Across the developed world, wasting food was never a big deal. Usually, with a stable economy and steady income, there was more to go around.
But in recent years, driven by the rise of “foodie” culture, a generation of innovate chefs, and growing concern about sustainability, people have started to eat what they once shunned.
Kale is the poster boy for this movement. Not so long ago, kale was a garnish. It wasn't "food." But that all began to change around 2007, as the leafy green began attracting attention from chefs, bloggers, food journalists and health-conscious celebrities.
The improbable rise of kale from obscurity to ubiquity is now being duplicated across the food and beverage world. The industry is finding stuff once ignored useful. Food once discarded now has marketing campaigns.
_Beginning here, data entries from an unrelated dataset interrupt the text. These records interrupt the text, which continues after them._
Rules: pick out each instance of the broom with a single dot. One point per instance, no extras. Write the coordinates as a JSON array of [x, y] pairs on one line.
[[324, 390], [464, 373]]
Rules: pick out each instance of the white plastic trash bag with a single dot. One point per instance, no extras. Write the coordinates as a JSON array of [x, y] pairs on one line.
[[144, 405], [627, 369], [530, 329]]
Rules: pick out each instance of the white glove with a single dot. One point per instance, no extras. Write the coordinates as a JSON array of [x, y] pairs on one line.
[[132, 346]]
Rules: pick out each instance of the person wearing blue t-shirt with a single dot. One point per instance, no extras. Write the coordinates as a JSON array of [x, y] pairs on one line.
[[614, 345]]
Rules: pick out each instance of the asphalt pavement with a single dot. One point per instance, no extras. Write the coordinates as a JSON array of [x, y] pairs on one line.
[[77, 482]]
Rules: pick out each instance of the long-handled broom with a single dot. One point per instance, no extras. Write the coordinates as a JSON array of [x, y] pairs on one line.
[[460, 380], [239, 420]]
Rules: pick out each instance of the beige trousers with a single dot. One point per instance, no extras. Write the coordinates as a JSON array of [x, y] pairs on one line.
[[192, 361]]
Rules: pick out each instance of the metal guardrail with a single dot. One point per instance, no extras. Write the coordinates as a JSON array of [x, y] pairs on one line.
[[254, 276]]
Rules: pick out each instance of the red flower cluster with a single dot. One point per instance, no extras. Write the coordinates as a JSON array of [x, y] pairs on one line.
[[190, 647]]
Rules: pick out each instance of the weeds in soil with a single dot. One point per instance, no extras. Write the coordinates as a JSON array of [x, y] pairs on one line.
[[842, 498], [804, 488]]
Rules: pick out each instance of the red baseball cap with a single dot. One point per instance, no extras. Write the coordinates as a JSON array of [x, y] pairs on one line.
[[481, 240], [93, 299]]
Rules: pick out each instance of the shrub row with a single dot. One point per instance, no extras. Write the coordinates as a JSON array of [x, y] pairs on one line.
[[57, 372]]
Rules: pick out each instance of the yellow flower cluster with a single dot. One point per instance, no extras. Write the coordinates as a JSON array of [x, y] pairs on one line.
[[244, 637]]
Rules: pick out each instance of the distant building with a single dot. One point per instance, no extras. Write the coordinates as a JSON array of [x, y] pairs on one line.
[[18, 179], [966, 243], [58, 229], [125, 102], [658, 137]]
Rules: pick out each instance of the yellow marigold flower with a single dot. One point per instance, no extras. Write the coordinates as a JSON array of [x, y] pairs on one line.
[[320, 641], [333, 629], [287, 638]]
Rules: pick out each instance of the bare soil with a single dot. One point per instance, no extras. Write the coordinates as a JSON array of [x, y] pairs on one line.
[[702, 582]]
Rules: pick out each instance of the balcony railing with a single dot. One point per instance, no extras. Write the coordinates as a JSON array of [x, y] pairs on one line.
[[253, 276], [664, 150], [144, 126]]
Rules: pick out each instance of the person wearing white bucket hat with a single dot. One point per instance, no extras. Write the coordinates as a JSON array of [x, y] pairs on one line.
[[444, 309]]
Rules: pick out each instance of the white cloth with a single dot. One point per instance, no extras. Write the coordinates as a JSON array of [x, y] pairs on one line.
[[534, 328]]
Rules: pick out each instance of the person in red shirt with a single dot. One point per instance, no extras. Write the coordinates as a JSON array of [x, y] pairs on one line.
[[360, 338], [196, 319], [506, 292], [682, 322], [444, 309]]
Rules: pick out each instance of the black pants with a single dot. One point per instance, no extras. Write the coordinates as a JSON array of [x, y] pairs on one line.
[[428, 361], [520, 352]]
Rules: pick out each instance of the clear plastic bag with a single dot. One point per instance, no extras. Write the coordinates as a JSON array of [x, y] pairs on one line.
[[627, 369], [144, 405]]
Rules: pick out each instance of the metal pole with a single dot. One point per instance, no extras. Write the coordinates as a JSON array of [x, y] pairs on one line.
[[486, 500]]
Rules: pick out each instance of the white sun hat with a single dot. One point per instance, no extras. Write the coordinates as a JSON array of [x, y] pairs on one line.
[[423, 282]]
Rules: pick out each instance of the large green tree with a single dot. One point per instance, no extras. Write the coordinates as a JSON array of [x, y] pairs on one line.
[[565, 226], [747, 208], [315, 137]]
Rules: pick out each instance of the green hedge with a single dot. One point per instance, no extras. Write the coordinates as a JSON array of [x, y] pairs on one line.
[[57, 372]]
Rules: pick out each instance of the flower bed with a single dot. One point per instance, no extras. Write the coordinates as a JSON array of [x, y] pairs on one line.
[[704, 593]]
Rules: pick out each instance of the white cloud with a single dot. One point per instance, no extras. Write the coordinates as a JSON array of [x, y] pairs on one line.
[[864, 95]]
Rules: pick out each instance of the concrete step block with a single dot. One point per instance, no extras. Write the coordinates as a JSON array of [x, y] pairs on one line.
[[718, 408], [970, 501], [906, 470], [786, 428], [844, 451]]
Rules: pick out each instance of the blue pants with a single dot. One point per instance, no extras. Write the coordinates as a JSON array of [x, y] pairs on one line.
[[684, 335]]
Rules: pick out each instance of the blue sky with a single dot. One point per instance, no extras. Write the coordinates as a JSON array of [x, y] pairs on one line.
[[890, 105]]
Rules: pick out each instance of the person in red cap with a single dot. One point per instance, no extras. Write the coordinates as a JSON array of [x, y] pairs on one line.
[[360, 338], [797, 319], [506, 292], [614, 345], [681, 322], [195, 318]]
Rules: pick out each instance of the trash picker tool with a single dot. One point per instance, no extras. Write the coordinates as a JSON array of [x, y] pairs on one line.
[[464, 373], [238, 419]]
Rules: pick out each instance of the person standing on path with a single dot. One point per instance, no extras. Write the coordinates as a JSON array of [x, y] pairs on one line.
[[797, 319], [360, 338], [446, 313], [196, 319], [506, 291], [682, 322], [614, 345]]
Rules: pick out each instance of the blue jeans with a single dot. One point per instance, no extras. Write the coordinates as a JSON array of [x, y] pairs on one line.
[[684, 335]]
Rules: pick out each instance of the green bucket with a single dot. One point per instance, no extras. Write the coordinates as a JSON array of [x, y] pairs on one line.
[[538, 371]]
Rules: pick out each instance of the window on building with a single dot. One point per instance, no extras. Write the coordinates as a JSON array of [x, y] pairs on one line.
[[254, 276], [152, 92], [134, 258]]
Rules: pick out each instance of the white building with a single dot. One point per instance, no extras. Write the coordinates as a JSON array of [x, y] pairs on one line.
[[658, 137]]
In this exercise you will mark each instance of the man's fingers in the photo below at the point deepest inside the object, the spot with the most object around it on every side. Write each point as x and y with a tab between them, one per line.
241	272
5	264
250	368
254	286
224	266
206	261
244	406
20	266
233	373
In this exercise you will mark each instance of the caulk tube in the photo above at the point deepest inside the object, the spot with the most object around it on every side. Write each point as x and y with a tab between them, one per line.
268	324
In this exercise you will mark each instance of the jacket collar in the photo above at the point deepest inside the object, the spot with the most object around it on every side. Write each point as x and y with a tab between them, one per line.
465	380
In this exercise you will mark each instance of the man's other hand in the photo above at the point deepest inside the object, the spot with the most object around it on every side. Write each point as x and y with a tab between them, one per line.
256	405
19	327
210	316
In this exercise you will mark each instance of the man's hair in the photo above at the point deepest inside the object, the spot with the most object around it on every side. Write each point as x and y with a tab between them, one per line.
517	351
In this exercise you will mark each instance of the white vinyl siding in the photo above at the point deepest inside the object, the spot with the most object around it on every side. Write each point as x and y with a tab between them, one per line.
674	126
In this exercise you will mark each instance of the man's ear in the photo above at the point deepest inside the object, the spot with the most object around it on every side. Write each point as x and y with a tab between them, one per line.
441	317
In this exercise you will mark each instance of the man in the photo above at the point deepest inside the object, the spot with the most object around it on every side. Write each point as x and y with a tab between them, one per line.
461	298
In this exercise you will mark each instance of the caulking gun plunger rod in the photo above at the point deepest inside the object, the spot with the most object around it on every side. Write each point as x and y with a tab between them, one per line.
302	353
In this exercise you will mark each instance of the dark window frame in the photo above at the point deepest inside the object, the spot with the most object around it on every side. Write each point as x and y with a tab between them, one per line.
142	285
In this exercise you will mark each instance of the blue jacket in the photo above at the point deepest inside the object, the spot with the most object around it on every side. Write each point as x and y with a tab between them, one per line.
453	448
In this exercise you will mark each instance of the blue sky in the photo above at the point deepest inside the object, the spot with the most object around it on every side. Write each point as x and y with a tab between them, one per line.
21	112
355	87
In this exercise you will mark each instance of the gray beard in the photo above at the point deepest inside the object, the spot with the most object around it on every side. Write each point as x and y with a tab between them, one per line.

Let's call this phenomenon the "kale paradigm." Here are four examples of it at work.
Broccoli leaves
Broccoli is fairly popular with Americans, despite the protestations of a certain former president. But even the folks who eat broccoli usually only eat the veggie's crowns. The rest of the plant tends to be discarded.
That's changing. Broccoli leaves are suddenly chic, appearing at fresh-juice stores across the country. Now The Nunes Company Inc., which sells loads of greens under its Foxy brand, has launched the country's first line of organic broccoli leaves.
Coffee fruit
In the hyper-competitive world of non-carbonated beverages, everyone wants an edge. For Bai, a start-up that landed a distribution deal with Dr Pepper Snapple last year, that edge comes from coffee fruit.
Java drinkers know that coffee comes from a bean. But even the most caffeine-addicted tend to not realize that the beans grow within a tiny piece of red fruit. Traditionally, coffee growers have simply discarded the fruit before drying the beans.
But Bai is buying those bits of fruit by the ton, dubbing it the next superfood, and using them as one of the core ingredients in its drinks.
Cashew apples
Cashews don't grow inside a piece of fruit. They grow underneath a piece of fruit. Cashew apples are the stems on which the nuts grow, and although cashew nuts are popular, the apples have never been seen as anything other than waste...until recently.
PepsiCo has taken to buying up the apples from cashew growers across the world. The beverage giant hopes that cashew juice, made from those apples, will be the next coconut water.
Sweet potato greens
About four years ago, food writer Mark Bittman wrote a brief piece about his discovery of sweet potato greens in his community-supported agriculture (CSA) box.
Bittman's article, which included a recipe for the greens, hit a chord with CSA members across the Northeast. Lots of those folks were finding the greens in their CSA deliveries that autumn, and no one seemed to know what to do with them.
It seems that each autumn since, an entire new group of consumers and chefs stumble upon the food as if for the first time, even in the South and in Asia, where sweet potatoes have a long culinary history.
No one is selling sweet potato greens in a branded bag ... yet. And no giant beverage company is using them as the basis of a functional drink ... yet. But really, how much longer can it be before that happens?